EVEN AS the migrants were arriving in Tijuana, 120 miles east in Imperial, California, Mike Pence was lauding new construction to "reinforce" a section of the border wall built in the 1990s.
Addressing U.S. Customs and Border Patrol employees, Pence sounded a lot like his boss when he boasted: "This is the beginning of keeping our promise to the American people that we're going to build a wall."
Pence claimed that the caravan arriving in Tijuana was "the result of individuals who are attempting to exploit the suffering of the people of Central America."
In reality, it's the U.S. that routinely exploits the suffering of immigrants. Big business depends on a low-wage, largely undocumented section of the workforce to provide agricultural and other labor, while demanding that those immigrants stay in the shadows and accept second-class treatment.
As if there was any doubt about the racist scapegoating underlying his policies, Trump started off an April 28 speech in Michigan by asking the crowd: "Any Hispanics in the room?" Met with mostly silence (and some boos, naturally), he went on: "Nah, not so many?

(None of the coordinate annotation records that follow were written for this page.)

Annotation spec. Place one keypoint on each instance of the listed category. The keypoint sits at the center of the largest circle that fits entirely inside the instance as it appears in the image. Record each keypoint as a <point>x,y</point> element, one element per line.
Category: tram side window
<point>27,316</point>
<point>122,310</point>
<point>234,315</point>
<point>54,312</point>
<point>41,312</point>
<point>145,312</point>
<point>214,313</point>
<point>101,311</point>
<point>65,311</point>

That's okay."
Referring to the caravan specifically, the Bigot-in-Chief threatened that he would "close down the country" if "we don't get border security." Repeating the utter lie that as soon as asylum seekers step over the border, "we have to take them into our country," Trump rambled on:
Are you watching that mess that's going on right now with the caravan coming up? Are you watching this and our laws are so weak, they're so pathetic. Given to us by Democrats...
One of the reasons [that Democrats support immigration] is because the Democrats actually feel, and they're probably right, that all of these people that are pouring across are going to vote for Democrats. They're not going to vote for Republicans.
Leaving aside Trump's delusional racism about the supposed hordes of undocumented immigrants crossing the border to vote against him, it's worth remembering that the Obama administration deported more immigrants than any other administration previous to it.
Today, the Democrats' support for the migrant caravan has been muted, at best. At worst, they've aided and abetted Trump's crimes against immigrants--as when California's Democratic Gov. Jerry Brown, supposedly a champion of sanctuary policies, sent National Guard troops to the border to aid in enforcement of immigration law.
But in opposition to Trump's message are the dozens of American volunteers who have reportedly offered to open their homes to give sanctuary to the migrants in the caravan. As Heather Cronk, co-director of Showing Up for Racial Justice--a group that is coordinating some volunteers--told the Los Angeles Times:
Not only are we providing material support, supporting those who are in need of a place to go...We offer a counter-message. We want to make very clear to the folks who are in the caravan and those across the country that Trump's voice is not the only voice in this country. Where Trump closes doors, we open them.